Lunghe 30 centimetri e parzialmente sovrapposte: sono le tre orme tridattile con artigli alle estremità delle dita, scoperte nel Trentino, in una galleria del Monte Buso scavata dagli austriaci durante la Prima Guerra Mondiale. Autore del rinvenimento è Marco Avanzino, responsabile della sezione di geologia del Museo tridentino di scienze naturali ed esperto di icnologia, la disciplina che studia le tracce fossili.
Secondo le prime analisi le impronte dovrebbero appartenere a due esemplari del genere Dilophosaurus, carnivori bipedi del Giurassico di oltre due metri di altezza, 7-8 di lunghezza e 400 chili di peso. Le tracce sono state trovate in un sedimento risalente a circa 200 milioni di anni fa (Giurassico Inferiore).
Al di là dell'importanza della scoperta in sé, il ritrovamento sembra confermare i dubbi su alcune conoscenze della paleogeografia italiana. Tanto per cominciare, le orme non dovrebbero trovarsi lì: in base ai dati stratigrafici, questa zona doveva trovarsi sott'acqua in quel periodo.

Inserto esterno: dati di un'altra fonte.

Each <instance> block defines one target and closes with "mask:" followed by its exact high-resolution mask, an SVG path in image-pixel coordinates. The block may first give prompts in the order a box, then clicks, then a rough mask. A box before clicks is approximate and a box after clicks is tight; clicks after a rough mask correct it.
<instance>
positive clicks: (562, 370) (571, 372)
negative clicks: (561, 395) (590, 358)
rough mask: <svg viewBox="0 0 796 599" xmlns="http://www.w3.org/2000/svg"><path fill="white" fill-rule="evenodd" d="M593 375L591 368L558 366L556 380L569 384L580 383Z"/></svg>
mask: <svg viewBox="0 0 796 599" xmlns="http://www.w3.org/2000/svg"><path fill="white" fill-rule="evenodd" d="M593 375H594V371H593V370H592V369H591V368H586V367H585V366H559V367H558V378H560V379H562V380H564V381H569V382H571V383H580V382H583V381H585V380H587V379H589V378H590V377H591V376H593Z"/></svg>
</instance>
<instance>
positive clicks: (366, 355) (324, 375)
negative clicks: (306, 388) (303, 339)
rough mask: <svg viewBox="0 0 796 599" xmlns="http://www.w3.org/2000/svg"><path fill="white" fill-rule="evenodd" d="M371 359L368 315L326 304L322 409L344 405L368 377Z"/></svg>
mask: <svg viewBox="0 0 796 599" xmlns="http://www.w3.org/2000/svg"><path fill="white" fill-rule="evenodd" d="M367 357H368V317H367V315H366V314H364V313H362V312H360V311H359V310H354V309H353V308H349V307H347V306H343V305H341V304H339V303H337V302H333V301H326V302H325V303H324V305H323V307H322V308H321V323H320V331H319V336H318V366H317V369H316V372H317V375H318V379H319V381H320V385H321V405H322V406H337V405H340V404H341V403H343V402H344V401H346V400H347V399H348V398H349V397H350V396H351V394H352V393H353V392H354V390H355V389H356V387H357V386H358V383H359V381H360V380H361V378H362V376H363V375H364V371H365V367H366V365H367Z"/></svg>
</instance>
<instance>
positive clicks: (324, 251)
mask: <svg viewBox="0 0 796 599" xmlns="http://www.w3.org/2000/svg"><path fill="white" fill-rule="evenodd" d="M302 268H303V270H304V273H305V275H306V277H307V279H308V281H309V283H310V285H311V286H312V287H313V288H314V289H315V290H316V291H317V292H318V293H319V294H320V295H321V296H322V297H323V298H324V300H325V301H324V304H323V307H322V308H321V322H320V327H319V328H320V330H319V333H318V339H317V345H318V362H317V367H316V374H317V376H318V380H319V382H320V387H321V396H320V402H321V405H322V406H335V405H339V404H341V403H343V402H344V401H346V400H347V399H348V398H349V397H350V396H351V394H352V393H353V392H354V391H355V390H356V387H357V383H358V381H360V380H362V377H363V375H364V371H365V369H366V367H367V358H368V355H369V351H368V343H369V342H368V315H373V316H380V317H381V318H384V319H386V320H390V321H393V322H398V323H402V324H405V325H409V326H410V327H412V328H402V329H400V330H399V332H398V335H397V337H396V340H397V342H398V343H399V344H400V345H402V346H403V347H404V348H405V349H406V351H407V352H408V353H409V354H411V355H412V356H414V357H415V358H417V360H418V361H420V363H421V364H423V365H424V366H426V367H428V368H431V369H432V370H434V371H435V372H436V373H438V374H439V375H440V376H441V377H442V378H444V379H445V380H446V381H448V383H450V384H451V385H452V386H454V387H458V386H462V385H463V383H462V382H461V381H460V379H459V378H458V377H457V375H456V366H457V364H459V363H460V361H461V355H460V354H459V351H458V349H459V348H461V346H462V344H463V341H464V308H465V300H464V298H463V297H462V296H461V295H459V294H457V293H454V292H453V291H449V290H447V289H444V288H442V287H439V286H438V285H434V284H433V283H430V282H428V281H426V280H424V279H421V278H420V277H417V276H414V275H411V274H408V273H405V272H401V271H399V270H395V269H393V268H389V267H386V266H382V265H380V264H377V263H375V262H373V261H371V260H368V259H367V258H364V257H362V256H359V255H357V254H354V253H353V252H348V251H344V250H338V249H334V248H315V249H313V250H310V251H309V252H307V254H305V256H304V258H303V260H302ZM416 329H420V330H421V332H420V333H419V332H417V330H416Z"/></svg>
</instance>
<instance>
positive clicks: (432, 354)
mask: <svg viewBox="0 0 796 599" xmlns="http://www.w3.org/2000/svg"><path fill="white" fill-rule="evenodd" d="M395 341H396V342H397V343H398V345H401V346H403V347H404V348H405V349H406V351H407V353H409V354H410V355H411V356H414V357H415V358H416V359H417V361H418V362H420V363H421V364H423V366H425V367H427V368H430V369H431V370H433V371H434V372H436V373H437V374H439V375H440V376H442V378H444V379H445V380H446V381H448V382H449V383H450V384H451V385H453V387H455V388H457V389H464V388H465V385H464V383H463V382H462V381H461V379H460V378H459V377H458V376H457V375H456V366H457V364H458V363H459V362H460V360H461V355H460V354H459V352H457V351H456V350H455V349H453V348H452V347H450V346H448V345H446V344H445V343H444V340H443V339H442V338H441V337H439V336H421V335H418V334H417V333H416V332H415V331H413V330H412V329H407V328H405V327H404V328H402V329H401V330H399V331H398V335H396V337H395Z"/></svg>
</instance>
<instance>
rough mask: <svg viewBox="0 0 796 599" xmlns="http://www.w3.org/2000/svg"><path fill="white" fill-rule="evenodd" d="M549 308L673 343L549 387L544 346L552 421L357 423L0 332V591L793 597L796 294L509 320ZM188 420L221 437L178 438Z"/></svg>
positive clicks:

Inoltre, le nuove tracce non presentano somiglianze con le impronte coeve africane, come invece ci si aspettava. Stando a quanto ritenuto assodato finora, infatti, quella parte di territorio doveva essere unito all'Africa.
Le impronte mostrano però indiscutibili analogie con quelle rinvenute in Polonia, in Francia, in Scandinavia e in Nordamerica. Questo suggerisce che i dinosauri giurassici delle Alpi fossero europei piuttosto che africani. "È verosimile immaginare che i dinosauri camminassero in una palude di acqua salmastra, bordata verso i margini della piattaforma di Trento da litorali sabbiosi che si affacciavano sul mare. Accanto alle orme sono stati ritrovati resti dell'ambiente in cui vivevano: conifere e felci, molluschi di acqua dolce, crostacei, ossa di coccodrilli e pesci", riportano i ricercatori del museo.